Shimofuri Castle (霜降城, Shimofuri-jō) was a Nanboku-chō period yamajiro-style Japanese castle located in what is now the city of Ube, Yamaguchi Prefecture, Japan. The ruins have been protected as a Yamaguchi Prefectural Historic Site since 1968.

==History==
Shimofuri Castle was a typical yamajiro fortress built to take advantage of the uneven terrain of a mountain, making it difficult for enemies to attack. Near the summit, there are numerous interconnected enclosures (kuruwa) protected by earthen ramparts and dry moats. Mountain castles were only used during wartime; normally, people lived on the flat land at the foot of the mountain. The castle grounds extended approximately 660 meters from north to south, with the main castle located on the highest of the four peaks of Mount Shimofuri (approximately 250 meters above sea level), and the front castle (247 meters above sea level) and the rear castle (240 meters and 235 meters above sea level). This made it one of the largest mountain castles in Yamaguchi Prefecture.

The Kotō clan, a powerful family from Asa District in Nagato Province which claimed descent from the Mononobe clan, and who served as the shugo of Nagato Province at their peak, were the castle's lords from its construction to its abandonment. It is said that Shimofuri Castle was built around 1179 by Kotō Takemitsu, the 7th head of the Kotō clan, who gained fame at the Battle of Dan-no-ura in the service of Minamoto no Yoritomo. The castle served as the emergency stronghold for the clan, whose residence and the administrative center of Nagato Province was located at the foot of the mountain.
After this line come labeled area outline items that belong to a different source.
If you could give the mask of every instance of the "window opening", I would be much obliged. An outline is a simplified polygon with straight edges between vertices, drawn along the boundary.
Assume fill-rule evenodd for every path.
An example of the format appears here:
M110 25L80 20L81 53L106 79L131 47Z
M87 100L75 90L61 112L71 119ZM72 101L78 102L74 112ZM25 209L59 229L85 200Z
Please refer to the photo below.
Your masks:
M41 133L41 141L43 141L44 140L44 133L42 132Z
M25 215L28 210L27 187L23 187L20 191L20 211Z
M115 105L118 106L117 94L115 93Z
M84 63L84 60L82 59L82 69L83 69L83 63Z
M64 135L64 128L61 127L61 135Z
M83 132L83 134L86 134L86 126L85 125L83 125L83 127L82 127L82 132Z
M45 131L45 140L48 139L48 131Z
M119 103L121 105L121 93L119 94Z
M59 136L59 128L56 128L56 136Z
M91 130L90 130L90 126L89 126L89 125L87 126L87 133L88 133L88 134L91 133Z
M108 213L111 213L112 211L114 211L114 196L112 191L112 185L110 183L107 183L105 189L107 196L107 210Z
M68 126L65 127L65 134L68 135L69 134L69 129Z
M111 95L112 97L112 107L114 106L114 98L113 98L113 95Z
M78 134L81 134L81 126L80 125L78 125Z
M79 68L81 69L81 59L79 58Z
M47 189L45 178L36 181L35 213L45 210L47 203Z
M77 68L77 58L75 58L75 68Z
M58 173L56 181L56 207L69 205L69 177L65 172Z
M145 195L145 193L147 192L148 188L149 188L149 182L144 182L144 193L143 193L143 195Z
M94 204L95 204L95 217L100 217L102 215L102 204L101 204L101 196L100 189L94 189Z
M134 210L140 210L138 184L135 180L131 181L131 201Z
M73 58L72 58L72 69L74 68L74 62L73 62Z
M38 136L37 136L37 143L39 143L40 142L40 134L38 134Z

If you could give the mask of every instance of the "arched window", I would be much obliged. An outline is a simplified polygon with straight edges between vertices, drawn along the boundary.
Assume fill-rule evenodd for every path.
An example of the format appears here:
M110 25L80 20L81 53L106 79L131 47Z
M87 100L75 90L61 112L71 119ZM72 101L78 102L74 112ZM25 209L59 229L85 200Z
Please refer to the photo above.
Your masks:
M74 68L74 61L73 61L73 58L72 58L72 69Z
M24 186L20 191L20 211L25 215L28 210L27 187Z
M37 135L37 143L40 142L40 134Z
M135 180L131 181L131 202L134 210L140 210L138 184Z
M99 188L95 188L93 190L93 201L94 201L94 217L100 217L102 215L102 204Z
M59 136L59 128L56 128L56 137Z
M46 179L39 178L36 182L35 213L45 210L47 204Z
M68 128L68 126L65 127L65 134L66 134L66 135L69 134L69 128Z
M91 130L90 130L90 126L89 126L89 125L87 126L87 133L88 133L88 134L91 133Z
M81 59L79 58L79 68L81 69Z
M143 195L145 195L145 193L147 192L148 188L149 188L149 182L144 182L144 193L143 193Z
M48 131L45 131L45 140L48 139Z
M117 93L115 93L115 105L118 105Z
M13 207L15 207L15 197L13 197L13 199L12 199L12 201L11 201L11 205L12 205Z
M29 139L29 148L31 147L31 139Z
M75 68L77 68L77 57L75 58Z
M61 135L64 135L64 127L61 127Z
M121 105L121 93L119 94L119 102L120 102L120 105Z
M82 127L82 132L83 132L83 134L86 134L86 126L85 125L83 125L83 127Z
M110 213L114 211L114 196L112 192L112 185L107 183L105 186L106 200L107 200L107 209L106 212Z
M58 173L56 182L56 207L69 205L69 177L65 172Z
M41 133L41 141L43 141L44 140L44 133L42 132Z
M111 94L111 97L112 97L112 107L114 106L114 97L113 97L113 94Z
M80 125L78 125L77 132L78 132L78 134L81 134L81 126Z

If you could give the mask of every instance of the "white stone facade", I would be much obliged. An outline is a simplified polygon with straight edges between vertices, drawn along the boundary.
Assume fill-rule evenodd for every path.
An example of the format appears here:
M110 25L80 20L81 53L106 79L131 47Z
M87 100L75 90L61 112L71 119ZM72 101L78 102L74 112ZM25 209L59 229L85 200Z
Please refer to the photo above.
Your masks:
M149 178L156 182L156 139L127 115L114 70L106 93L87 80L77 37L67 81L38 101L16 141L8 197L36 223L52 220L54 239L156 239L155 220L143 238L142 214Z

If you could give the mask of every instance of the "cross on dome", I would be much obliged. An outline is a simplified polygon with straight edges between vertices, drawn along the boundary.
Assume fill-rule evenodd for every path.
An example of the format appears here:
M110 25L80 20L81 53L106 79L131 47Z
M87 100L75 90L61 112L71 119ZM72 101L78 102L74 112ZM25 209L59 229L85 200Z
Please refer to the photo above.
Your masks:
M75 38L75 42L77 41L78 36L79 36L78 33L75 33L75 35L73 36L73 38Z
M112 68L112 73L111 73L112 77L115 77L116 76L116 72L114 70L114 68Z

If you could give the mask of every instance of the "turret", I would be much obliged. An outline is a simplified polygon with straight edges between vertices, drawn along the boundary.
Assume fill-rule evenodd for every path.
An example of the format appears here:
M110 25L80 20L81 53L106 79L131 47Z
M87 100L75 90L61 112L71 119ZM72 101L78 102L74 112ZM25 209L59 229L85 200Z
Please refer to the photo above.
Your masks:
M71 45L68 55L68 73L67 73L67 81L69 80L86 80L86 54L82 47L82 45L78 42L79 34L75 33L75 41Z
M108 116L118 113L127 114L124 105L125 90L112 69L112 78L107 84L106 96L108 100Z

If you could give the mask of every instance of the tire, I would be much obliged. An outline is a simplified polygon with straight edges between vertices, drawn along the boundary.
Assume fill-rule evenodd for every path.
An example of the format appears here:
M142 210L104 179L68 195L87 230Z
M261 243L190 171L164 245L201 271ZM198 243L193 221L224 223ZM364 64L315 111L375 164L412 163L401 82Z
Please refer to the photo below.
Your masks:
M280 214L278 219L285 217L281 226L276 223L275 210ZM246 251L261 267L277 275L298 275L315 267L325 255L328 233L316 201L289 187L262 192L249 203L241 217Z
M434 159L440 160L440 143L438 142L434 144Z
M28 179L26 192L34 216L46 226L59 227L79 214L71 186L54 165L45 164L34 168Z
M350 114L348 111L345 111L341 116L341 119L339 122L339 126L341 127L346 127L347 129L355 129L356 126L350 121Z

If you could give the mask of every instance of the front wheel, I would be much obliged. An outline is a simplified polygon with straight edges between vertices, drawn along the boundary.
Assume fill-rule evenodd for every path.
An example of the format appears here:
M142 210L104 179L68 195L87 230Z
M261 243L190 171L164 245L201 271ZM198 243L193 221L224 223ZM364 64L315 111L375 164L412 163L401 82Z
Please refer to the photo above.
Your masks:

Later, the Koto clan came into conflict with the Ōuchi clan the rulers of Suō Province, and engaged in repeated clashes. However, in 1358, Koto Yoshitake (17th head of the Koto clan) was unable to withstand the attack of Ōuchi Hiroyo, and the Shimofuri Castle fell. Kotō Yoshitake fled to Kyushu from which he unsuccessfully attempted to reclaim his lost territory, but ultimately Nagato Province was incorporated into the Ōuchi clan's territory.

Because Shimofuri Castle was not used by the Ōuchi clan, it fell into ruins, and remains from the Nanboku-chō period still exist today. The castle ruins are a 7.3 kilometers from JR West San'yō Main Line Kotō Station.